Nos manteníamos, entonces, en una especie de trance porque siempre estaban sobre nosotros, como espada de Damocles, uno o dos pecadillos recientes, como la mentirita dicha de afán para eludir un castigo, la sustracción de una de las rosquillas que la mamá tenía contadas en un tarro o los famosos “tocamientos”, que así los llamaban madres y sacerdotes; las puertas del infierno estaban abiertas para nosotros si no corríamos a la iglesia a dar confesión.  El infierno y el purgatorio eran dos “temperaderos” a donde podíamos ir a dar en el turismo final de la vida, y su administrador, el diablo, se mantenía dando vueltas por nuestro entorno para hacernos “caer en tentación”.

En el día, lejos de los terrores de la oscuridad y de los rincones donde podían surgir las horrendas apariciones (la Patasola, los duendes, los fantasmas), estábamos despreocupados asistiendo a clases o muy alegres jugando por las calles, pero tampoco faltaban las amenazas, como los mencionados perro de las narices negras y vaca topa o los casos de Milruanas y Villita.

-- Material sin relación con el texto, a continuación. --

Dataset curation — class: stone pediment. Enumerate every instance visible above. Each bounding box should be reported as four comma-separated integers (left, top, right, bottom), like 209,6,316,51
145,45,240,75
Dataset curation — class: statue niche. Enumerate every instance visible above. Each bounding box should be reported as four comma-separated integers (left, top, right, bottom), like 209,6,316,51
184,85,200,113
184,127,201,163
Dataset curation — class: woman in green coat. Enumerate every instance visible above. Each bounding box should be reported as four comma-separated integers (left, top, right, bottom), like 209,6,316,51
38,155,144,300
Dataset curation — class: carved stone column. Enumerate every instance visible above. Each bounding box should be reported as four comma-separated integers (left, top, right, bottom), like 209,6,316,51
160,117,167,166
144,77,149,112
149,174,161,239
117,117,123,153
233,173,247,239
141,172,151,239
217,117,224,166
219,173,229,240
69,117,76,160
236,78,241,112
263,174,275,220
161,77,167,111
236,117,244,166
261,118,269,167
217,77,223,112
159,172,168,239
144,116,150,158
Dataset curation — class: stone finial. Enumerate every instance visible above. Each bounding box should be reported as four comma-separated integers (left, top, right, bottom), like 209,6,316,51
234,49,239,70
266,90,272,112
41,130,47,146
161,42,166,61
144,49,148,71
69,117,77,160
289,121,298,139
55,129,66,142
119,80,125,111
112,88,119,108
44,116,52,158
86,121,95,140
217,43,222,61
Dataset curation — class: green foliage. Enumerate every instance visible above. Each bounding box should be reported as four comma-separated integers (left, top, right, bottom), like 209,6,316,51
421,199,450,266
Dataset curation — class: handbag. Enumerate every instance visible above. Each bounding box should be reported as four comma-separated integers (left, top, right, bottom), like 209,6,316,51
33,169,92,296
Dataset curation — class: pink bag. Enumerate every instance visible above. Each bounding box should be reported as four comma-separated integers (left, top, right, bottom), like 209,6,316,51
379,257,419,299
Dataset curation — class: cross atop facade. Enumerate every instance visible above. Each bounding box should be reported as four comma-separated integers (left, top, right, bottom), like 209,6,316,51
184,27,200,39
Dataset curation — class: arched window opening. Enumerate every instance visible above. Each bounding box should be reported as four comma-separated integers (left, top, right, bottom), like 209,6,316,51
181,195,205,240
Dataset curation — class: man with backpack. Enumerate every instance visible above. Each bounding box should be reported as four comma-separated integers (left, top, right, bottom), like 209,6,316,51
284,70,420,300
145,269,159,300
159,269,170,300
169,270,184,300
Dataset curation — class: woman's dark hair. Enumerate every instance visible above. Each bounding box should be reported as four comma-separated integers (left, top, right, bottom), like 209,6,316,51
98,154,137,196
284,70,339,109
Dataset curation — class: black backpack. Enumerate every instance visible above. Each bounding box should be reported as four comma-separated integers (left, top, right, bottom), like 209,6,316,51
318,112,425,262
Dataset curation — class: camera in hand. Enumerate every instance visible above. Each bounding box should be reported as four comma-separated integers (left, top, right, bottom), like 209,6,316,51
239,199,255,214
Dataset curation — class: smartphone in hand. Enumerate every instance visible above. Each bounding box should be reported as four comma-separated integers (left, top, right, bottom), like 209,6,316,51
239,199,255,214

“Milruanas” era un hombre no muy viejo que pasaba siempre arropado en una ruana, hiciera frío o calor; una ruana larga casi hasta los pies y muy amplia, y al hombre solo se le veía su cabeza, de cabellos ralos muy pegados al cuero cabelludo, y una cara rosada, de nariz aguda y cachetes caídos, con un gran lunar carnoso arriba del labio superior, al lado de una aleta de la nariz, y una mirada penetrante acompañada de una falsa sonrisa.  Esta expresión nos aterraba a niños y niñas, pues nos hacía pensar que estaba tratando de atraernos con esos propósitos perversos sobre los que siempre nos prevenían en casa y por eso le guardábamos distancia cuando lo veíamos llegar.  El ni intentaba acercársenos, seguía su camino calle arriba y luego lo veíamos seguir, lento y pensativo por la avenida superior, quizá rumiando necesidades y frustraciones que no le conocíamos.

“Villita” sí era un viejito; ignorábamos el origen de ese nombre, pero quizá se debía a que su apellido fuera Villa.  Pobremente vestido, pasaba lento y cansado y le temíamos simplemente porque en esa figura veíamos encarnado al “viejo” que iba a llegar a raptarnos si nos portábamos mal, si no nos comíamos toda la comida, si nos daba pereza hacer las tareas, si decíamos palabras feas y todo aquello con lo que nos amenazaban los mayores.  Sobra decir que lo evitábamos; a la advertencia de “ahí viene Villita” nos retirábamos, no a escondernos, sino a esperar que pasara, como en el caso de Milruanas.

El dictador militar de la época no era como un “Villita” ni un “Milruanas” para nosotros, tan lejano en Bogotá, pero las consecuencias de sus medidas sí nos afectaban. Una cómica disposición suya fue la prohibición del uso de pantalones largos para los menores de 17 años.  Nuestras madres, con alguna terquedad, nos compraban o nos mandaban a hacer de vez en cuando algún pantalón largo, “tan lindo que se ve el niño como un señorcito”, pero sufríamos cuando nos tocaba salir a la calle luciendo esa prenda, porque imaginábamos que ya nos iba a detener un policía y nos llevaría a la cárcel.  No valía que el papá dijera “va conmigo y no le va a pasar nada”.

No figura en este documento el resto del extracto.